How B+Tree works in databases

Hash tables provide O(1) lookups, so why do most relational databases rely on B+Tree indexes instead? A B+Tree requires O(logN) time to find a record, which seems slower than a hash table at first glance.

Many relational databases use B+Tree indexes because they can efficiently handle real-world access patterns.

Let's consider a single-key lookup. A single-key lookup is a query such as WHERE id = 123.

Hash indexes locate records through a path such as hash(key) -> bucket -> record. As a result, a point lookup takes O(1) time.

Unlike a hash index, a B+Tree must traverse multiple levels of the tree. A search follows a path such as root page -> internal page -> ... -> leaf page. As a result, a point lookup takes O(logN) time.

Therefore, when considering only point lookups, hash indexes have an advantage over B+Trees.

However, databases do not only perform lookups.

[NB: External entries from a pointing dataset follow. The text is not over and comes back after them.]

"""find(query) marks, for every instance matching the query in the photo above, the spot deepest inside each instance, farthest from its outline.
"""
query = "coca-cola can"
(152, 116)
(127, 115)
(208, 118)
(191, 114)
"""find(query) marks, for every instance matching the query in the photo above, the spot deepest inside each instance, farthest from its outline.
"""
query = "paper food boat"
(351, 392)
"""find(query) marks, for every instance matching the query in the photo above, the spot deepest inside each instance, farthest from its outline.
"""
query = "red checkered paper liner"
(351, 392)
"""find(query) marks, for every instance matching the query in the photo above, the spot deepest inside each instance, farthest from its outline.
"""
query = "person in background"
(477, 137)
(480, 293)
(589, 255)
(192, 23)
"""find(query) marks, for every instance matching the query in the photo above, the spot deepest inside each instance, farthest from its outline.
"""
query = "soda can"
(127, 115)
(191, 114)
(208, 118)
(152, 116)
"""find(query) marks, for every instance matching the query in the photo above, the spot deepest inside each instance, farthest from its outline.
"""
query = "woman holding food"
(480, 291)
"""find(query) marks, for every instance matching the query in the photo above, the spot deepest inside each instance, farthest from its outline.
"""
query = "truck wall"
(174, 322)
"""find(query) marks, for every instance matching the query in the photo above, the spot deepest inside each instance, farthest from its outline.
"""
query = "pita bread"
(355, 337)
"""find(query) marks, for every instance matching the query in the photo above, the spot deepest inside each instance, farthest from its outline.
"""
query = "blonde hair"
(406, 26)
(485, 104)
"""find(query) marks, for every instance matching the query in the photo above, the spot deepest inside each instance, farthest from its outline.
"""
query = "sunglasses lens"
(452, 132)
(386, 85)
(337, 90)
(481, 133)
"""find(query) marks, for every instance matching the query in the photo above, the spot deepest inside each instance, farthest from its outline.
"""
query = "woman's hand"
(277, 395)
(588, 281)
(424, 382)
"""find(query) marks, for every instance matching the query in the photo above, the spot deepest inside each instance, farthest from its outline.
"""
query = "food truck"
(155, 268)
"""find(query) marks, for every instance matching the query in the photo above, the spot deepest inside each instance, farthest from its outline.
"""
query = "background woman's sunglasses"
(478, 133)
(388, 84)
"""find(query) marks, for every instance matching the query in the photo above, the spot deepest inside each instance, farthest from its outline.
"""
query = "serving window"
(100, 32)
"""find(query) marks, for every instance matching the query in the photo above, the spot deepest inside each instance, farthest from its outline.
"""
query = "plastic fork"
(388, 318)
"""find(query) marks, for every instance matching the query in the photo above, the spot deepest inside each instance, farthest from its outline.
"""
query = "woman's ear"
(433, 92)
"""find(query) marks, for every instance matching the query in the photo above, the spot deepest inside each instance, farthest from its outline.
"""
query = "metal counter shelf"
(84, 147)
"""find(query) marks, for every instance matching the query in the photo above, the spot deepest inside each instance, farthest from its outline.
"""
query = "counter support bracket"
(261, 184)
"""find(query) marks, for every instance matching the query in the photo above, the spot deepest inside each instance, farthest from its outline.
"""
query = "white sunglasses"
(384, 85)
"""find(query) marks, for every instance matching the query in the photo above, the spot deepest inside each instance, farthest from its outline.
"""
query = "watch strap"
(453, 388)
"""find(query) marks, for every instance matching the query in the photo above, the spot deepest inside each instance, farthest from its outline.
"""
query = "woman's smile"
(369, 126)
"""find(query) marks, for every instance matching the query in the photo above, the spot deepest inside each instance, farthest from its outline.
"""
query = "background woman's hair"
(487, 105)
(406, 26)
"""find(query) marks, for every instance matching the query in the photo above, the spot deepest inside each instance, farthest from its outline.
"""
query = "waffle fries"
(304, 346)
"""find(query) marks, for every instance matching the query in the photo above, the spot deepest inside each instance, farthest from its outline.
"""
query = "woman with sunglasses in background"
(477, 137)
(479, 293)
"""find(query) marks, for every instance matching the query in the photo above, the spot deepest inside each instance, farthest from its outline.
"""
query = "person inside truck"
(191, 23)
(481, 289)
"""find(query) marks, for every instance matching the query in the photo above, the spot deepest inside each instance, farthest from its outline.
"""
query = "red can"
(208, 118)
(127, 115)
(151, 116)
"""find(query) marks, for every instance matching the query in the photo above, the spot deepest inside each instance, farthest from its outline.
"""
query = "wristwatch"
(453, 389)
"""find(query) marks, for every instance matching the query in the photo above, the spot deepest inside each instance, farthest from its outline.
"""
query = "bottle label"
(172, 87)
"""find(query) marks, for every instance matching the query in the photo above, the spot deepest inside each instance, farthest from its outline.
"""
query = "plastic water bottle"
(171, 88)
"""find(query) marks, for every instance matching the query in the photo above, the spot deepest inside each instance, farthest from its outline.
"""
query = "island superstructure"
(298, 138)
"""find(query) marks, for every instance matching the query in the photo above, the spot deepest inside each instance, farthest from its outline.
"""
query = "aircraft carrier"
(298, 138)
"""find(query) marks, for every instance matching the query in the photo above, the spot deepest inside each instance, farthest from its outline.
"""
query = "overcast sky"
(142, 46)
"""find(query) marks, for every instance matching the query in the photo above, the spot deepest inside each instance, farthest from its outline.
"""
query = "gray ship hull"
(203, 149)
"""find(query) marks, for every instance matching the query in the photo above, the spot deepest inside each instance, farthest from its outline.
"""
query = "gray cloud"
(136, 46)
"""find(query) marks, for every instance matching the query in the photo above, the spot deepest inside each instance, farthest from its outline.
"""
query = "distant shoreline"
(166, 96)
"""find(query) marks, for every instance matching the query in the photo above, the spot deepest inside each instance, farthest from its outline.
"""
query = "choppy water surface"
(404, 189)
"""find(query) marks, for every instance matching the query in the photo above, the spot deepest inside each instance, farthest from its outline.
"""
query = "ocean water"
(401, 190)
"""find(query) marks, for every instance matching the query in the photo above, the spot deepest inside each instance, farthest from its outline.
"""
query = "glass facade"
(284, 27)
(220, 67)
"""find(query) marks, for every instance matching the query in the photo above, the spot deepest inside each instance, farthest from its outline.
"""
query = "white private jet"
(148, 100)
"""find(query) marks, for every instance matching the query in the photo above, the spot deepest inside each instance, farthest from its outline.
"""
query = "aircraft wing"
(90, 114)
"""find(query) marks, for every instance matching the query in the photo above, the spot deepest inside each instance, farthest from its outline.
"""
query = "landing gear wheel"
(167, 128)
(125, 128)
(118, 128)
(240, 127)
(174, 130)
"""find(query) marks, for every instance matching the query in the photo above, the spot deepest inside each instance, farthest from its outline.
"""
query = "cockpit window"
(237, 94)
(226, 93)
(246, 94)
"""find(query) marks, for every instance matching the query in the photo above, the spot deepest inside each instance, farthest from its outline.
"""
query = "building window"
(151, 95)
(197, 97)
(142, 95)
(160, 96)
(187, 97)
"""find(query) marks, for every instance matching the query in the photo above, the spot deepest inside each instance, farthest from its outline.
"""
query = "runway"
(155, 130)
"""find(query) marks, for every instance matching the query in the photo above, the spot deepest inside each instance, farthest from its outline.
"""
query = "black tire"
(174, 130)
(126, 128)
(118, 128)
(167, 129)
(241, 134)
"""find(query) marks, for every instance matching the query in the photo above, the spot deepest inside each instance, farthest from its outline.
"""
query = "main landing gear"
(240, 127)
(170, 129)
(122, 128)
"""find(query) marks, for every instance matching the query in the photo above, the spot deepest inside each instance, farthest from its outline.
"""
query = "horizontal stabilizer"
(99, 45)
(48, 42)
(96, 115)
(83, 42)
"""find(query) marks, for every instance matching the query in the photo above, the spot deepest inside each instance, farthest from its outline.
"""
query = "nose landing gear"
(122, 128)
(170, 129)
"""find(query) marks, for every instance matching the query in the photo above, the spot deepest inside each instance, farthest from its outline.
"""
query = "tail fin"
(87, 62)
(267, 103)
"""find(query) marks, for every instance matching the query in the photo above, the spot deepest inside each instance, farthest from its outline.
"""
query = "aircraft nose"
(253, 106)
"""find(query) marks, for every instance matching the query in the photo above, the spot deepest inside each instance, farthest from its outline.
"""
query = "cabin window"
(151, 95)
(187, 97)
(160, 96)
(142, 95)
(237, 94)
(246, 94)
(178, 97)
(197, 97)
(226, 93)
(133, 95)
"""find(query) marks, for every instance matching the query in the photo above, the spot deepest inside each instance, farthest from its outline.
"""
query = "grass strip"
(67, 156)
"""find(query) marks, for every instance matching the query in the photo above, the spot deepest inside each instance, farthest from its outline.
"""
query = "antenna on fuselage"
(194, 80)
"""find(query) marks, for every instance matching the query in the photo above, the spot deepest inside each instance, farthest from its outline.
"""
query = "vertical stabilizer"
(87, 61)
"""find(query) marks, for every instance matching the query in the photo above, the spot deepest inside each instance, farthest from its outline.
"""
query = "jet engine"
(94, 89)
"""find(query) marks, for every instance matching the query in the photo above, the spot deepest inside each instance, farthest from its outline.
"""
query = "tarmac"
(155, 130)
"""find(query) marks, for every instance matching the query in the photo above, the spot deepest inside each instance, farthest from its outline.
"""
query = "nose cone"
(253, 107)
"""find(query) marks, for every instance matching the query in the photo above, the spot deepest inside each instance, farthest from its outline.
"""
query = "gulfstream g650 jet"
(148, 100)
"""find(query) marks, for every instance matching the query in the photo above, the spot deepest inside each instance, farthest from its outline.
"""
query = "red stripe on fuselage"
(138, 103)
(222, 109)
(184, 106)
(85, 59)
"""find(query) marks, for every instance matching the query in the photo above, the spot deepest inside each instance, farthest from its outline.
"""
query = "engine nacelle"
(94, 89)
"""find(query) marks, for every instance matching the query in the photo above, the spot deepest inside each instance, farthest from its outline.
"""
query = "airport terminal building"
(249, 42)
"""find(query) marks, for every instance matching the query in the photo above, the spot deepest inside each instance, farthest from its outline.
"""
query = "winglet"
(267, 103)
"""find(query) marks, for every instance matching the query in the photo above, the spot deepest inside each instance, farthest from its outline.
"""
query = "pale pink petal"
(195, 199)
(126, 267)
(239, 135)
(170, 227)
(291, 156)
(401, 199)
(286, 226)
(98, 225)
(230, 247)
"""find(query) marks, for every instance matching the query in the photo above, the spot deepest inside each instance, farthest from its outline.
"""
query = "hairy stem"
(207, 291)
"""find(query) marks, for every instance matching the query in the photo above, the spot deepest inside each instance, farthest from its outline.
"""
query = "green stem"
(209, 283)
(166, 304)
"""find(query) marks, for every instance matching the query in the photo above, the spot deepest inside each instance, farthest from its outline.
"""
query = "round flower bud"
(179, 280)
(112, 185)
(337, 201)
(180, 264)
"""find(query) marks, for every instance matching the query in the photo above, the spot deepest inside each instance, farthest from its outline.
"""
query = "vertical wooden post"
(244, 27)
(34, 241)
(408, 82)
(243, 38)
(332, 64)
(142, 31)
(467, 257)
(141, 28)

Let's consider a range query. A range query is a query such as WHERE id BETWEEN 1000 AND 2000. Hash indexes do not preserve key order. Therefore, a hash index cannot jump to the first key in the range and then scan adjacent keys sequentially. In most cases, a range predicate cannot be served efficiently by a hash index and degrades to a full scan of the table or index, which is O(N).

On the other hand, a B+Tree requires O(logN) time to find the first key. However, once the first leaf page is found, a B+Tree can scan subsequent records by following links between leaf pages. As a result, a range query on a B+Tree takes O(logN + K/P) time, where P is the number of records stored in a page.

The key difference in range queries is that a hash index does not keep keys in sorted order, whereas a B+Tree does. Since each B+Tree leaf page contains multiple sorted records, the I/O cost of a B+Tree range query grows with the number of leaf pages that must be scanned rather than requiring a scan of the entire index.

At this point, you might be concerned about the O(logN) lookup cost of a B+Tree. However, in real-world databases, this cost is surprisingly small. For example, assume that:

  • page size = 4096 bytes
  • internal node entry size = 16 bytes

In this case, an internal node can reference approximately

4096 / 16 = 256

child pages.

This branching factor is commonly referred to as the fanout of the tree. If the fanout is 256 and the height of the tree is 4, the B+Tree can index approximately 256^4 ≒ 4.3 billion records. The lookup cost of a B+Tree remains small in practice thanks to its large fanout.

A hash index may perform better for point lookups. However, when range scans and ordered traversals are taken into account, B+Trees provide a more versatile and efficient indexing structure.